Claims Management Log Dataset with Digital Documents
收藏doi.org2025-03-22 收录
下载链接:
http://doi.org/10.17632/kdcspz6xtn.1
下载链接
链接失效反馈官方服务:
资源简介:
This is an event log dataset from a real-world claims management process of a mid-sized German insurance company. It is used in the article "Utilizing the Omnipresent: Incorporating Digital Documents into Predictive Process Monitoring Using Deep Neural Networks".
This event log is special in that it associates individual events with external context information in the form of digital documents with multiple pages. These digital documents were either received or produced during each event. The event log ("process_log.csv") is provided as a CSV file and contains the following attributes:
* timestamp: timestamp of the event
* instance_id: unique identifier of the process instance
* state: event type as integer
* state_name: event type
* type: damage type (instance outcome) as integer
* type_name: damage type (instance outcome)

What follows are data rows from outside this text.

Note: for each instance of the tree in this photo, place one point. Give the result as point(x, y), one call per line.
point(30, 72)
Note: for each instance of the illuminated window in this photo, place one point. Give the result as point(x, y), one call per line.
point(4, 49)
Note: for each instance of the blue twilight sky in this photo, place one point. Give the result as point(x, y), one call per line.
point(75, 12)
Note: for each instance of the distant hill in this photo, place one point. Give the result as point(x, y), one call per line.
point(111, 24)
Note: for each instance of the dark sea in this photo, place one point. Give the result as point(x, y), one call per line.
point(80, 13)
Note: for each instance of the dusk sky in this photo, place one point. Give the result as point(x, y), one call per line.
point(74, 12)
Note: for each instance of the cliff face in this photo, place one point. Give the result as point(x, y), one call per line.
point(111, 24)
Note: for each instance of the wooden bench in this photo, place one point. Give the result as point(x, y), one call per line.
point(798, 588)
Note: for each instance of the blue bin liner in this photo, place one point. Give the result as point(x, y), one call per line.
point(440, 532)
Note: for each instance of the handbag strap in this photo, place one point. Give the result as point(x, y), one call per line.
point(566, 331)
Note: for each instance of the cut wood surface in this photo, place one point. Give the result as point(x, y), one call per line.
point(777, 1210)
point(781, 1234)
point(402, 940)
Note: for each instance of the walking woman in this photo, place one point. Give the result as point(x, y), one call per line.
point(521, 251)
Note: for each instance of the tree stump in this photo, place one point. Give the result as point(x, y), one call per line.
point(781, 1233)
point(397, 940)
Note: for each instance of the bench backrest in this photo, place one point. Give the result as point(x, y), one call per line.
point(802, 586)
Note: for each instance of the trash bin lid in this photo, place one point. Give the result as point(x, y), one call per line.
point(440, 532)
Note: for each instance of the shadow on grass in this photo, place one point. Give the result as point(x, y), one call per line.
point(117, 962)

* file_name: file name of the associated digital document
* n_pages: number of pages in the associated document
* time_since_last_event: elapsed seconds since the last event occurred
* log_time_since_last_event: natural logarithm of elapsed seconds since the last event occurred
The original digital documents are stored in the PDF format and contain up to ten pages. For reasons of data privacy, they can't be published directly. However, to enable research to utilize this data, the digital documents are published as feature vectors extracted by established pretrained neural networks (feature extractors). While these feature vectors cannot be used to reconstruct the source document, they contain meaningful information that can be used in applications such as Predictive Process Monitoring (PPM).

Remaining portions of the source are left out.